Strobes - 9 months ago 62

Java Question

So I have a MergeSort algorithm and I want to combine MergeSort with Insertion sort to reduce the overhead of merging, the question is how? I want to sort the segments using insertion sort and then merge.

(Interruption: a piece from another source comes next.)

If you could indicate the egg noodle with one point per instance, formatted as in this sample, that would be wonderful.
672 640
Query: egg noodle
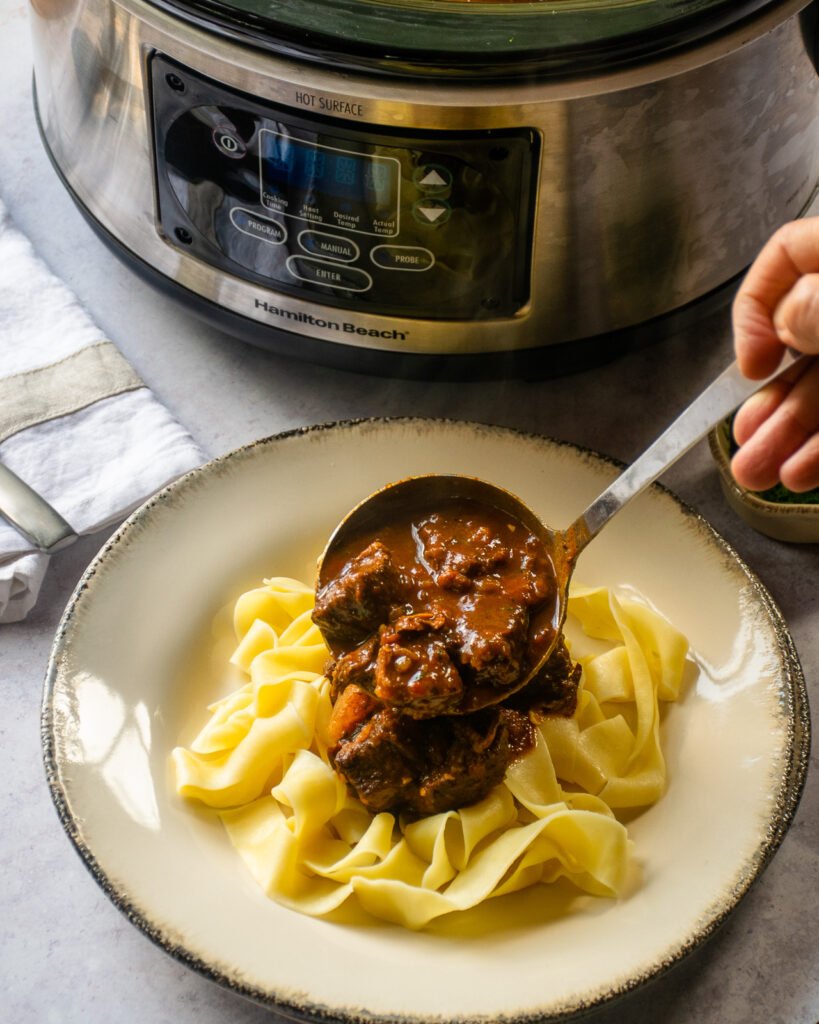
262 762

`public class mergesorttest{`

public static void main(String[]args){

int d[]= {10,2,3,4,5,6,5,4,3,5,6,7,1};

mergeSort(d,0,d.length);

for(int x:d) System.out.print(x+" ");

System.out.println();

}

static void mergeSort(int f[],int lb, int ub){

//termination reached when a segment of size 1 reached -lb+1=ub

if(lb+1<ub){

int mid = (lb+ub)/2;

mergeSort(f,lb,mid);

mergeSort(f,mid,ub);

merge(f,lb,mid,ub);

}

}

static void merge (int f[],int p, int q, int r){

//p<=q<=r

int i =p; int j = q;

//use temp array to store merged sub-sequence

int temp[] = new int[r-p]; int t = 0;

while(i<q && j<r){

if(f[i]<=f[j]){

temp[t] =f[i];

i++;t++;

}

else{

temp[t] = f[j];

j++;

t++;

}

//tag on remaining sequence

while(i<q){

temp[t] = f[i];

i++;

t++;

}

while(j<r){

temp[t]=f[j];

j++;

t++;

}

//copy temp back to f

i=p;t=0;

while(t<temp.length){

f[i]=temp[t];

i++;

t++;

}

}

}

}

`public static void insertion_srt(int array[], int n, int b){`

for (int i = 1; i < n; i++){

int j = i;

int B = array[i];

while ((j > 0) && (array[j-1] > B)){

array[j] = array[j-1];

j--;

}

array[j] = B;

}

}

Answer Source

The merging automatically takes care of sorting the elements. However, one can sort using insertion sort when the list gets below some threshold:

```
static final int THRESHOLD = 10;
static void mergeSort(int f[],int lb, int ub){
if (ub - lb <= THRESHOLD)
insertionSort(f, lb, ub);
else
{
int mid = (lb+ub)/2;
mergeSort(f,lb,mid);
mergeSort(f,mid,ub);
merge(f,lb,mid,ub);
}
}
```

Doing anything other than this (except playing around with the threshold a little) will **increase** the time taken by merge sort.

Although merge sort is O(n log n) and insertion sort is O(n^{2}), insertion sort has better constants and is thus faster on very small arrays. This, this, this and this are a few related questions I found.